Most critically, Lalu Prasad and Nitish were able to ensure near complete transfer of votes between the Mahagathbandhan partners - the RJD, JDU and Congress. This reflects in the high strike rate of each component, an average of over 70 per cent for the RJD and the JDU.
In the bargain, two dwindled fortunes in Bihar stood at once revived. Lalu Prasad's RJD becomes the single largest party in the new Assembly with 80 seats, the Congress recovers from a long tenure in the grave to net close to 30.
The BJP-led alliance committed critical errors of judgement and tactic. It relegated the local leadership to foreground Amit Shah, never a mass politician, least of all in Bihar. It was Shah too that held strategy and execution close to himself, often at the expense annoying experienced Bihar BJP hands. It was only after getting rapped in the first two phases that the phonics of the campaign began to reflect local faces and voices, but it was probably a change effected too late.
Wrong-footed by Bhagwat's intervention, the BJP claimed it would project a backward chief minister, it played Modi as a backward protagonist but gave away more than 90 seats to upper caste nominees, an identity fracture the Bihari voter seized upon.
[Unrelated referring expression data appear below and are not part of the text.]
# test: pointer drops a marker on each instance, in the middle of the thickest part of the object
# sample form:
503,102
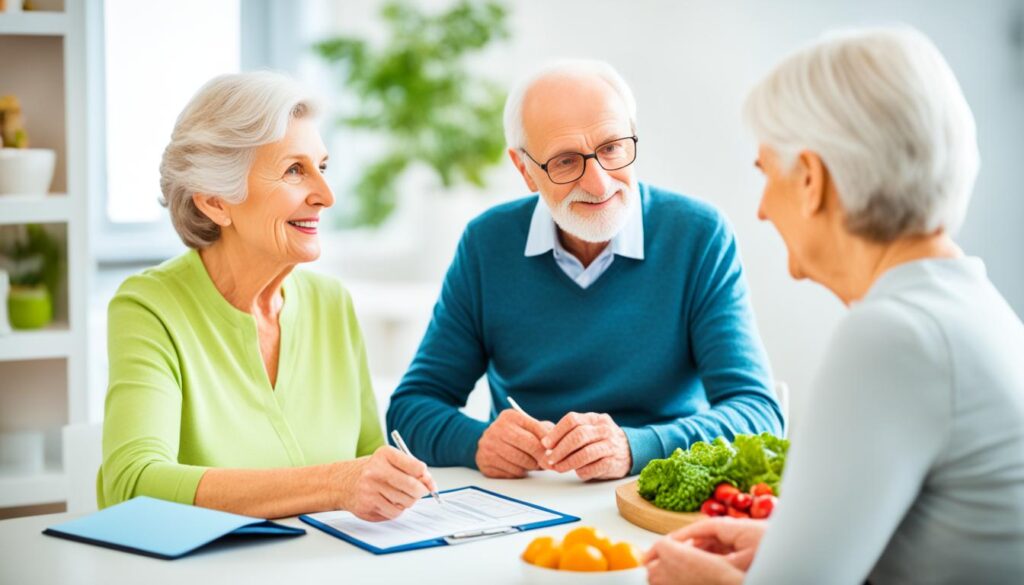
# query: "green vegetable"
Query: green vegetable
686,478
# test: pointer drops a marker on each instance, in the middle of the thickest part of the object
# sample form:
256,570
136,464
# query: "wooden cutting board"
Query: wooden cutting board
646,515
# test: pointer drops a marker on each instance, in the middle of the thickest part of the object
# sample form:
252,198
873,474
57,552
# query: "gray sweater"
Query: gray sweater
908,465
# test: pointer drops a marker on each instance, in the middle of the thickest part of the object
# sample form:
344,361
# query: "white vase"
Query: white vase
26,171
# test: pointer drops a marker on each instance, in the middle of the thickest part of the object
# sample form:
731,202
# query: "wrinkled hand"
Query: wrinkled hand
511,446
384,485
590,444
715,550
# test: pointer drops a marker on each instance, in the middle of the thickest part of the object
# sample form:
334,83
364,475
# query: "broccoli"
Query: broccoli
686,478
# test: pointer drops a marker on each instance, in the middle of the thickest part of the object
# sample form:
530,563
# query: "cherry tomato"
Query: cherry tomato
763,506
736,513
741,501
713,507
724,492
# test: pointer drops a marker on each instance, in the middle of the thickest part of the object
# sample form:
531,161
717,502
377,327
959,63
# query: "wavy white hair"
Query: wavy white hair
515,133
885,113
215,139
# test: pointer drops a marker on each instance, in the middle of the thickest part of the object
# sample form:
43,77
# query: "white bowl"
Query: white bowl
26,171
541,576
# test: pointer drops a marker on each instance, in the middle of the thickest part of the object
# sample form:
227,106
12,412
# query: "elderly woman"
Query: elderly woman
909,464
236,381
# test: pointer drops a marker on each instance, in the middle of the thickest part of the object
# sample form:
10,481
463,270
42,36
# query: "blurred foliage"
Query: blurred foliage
32,256
418,93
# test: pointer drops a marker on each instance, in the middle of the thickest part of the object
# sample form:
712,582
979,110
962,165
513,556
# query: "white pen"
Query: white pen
404,449
484,532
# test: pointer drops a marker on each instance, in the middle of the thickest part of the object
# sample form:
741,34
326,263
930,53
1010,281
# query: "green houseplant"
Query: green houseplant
33,261
417,92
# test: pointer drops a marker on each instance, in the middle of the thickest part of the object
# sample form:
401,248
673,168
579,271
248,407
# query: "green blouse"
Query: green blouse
188,389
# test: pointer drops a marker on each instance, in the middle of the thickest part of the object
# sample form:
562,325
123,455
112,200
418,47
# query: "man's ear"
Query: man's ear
520,165
813,179
214,208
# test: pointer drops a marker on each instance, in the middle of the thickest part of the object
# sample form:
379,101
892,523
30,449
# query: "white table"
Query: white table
29,556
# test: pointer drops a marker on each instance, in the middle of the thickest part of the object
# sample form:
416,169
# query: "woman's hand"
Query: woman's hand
384,485
716,550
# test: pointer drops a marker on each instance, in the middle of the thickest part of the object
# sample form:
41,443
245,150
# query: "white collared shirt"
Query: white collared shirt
544,236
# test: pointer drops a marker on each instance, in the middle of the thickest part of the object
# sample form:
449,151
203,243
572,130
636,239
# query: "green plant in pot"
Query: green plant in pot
33,264
417,92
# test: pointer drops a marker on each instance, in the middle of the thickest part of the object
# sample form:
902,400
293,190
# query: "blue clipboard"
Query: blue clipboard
561,519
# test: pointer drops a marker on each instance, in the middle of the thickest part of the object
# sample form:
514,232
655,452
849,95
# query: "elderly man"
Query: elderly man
613,307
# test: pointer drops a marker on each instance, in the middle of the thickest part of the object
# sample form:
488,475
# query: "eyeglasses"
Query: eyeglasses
567,167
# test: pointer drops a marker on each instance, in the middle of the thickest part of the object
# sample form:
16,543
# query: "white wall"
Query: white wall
690,64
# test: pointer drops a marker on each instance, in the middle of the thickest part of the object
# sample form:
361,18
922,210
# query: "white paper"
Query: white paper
466,509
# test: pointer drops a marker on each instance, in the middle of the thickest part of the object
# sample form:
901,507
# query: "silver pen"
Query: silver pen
404,449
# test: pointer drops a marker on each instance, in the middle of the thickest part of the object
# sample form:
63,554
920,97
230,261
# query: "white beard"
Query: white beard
599,226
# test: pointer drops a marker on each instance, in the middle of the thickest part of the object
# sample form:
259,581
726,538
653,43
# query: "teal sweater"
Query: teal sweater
667,345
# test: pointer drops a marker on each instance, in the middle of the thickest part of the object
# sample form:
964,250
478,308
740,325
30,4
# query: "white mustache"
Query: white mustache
580,195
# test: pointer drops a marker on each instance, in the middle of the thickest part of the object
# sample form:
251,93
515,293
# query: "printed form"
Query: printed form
464,510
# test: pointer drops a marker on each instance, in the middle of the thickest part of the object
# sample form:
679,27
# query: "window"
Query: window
157,54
They also put too much faith in their allies shoring up the non-upper caste vote. Of the 83 seats conceded to Ram Vilas Paswan, Upendra Kushwaha and the fancied former chief minister, Jitan Ram Manjhi, only six were delivered to the NDA's shrunken kitty. Together the allies scored fewer percentage points than the NOTA vote. (The much touted votekatuwas - vote splitters - of this election, the Samajwadi Party, the NCP and Asaduddin Owaisi's AIMIM, were cast aside by an electorate determined to hand out a decisive verdict.)
A case may also be made that the BJP ran too shrill and divisive a campaign, relegating vikas to favour beef, pork, cowdung, urine, tantriks and shaitaans. Amit Shah's "crackers in Pakistan" bribe was a last-minute polarising bid; it floundered. The Prime Minister's sharp personal bludgeoning of Nitish and Lalu Prasad seems to have met strong voter disapproval.
Turning out in Lalu Prasad's company to an armada of cameras and flashbulbs at his Circular Road residence this afternoon, Nitish thanked the people of Bihar and said it was a mandate that placed on them "huge responsibility". It was a scene surreally similar to Nitish's victory in November 2010: the cacophony of wild cheering punctuated by cracker bursts; the hurried mounting of celebratory posters and billboards all across central Patna; Mahagathbandhan activists running ribbons across town on motorbike and station wagons; and that song playing at deafening decibel - Bihar mein bahaar ho, Nitishey Kumar Ho!!
Nitish was smiling ear to ear, but willing to say little more than the graces. "We are humbled, we have earned a huge victory and a bigger responsibility. We respect the Opposition, we are not going to do anything out of bitterness, there are huge tasks ahead for us to accomplish."
It was left to Lalu Prasad to provide the sparks and he gleefully obliged. But not before he had sombrely underlined the big takeaways: Nitish will be chief minister again and it will be his task to govern the state, let nobody be confused about it. "We have run this campaign like one party, not two, so there is no reason to discuss who got more and who less," he told The Telegraph on the sidelines of the news conference. "Our sense of unity is what has made this success and we are not fools to lose it."
But the real Lalu Prasad is not known to hold himself back. He turned to the sombre Nitish and said: "He speaks very carefully, I speak straight. We have given a stable Bihar to Nitish now, the instability will be in Delhi and I am going to create it, I am going to launch an assault against Modi, make no mistake about it."
Delhi must await the rumble of Bihar's tectonic shift away from Modi. Bihar awaits, most expectantly, the delivery of many and urgent promises made to its people. They can turn quickly unforgiving, ask Narendra Modi.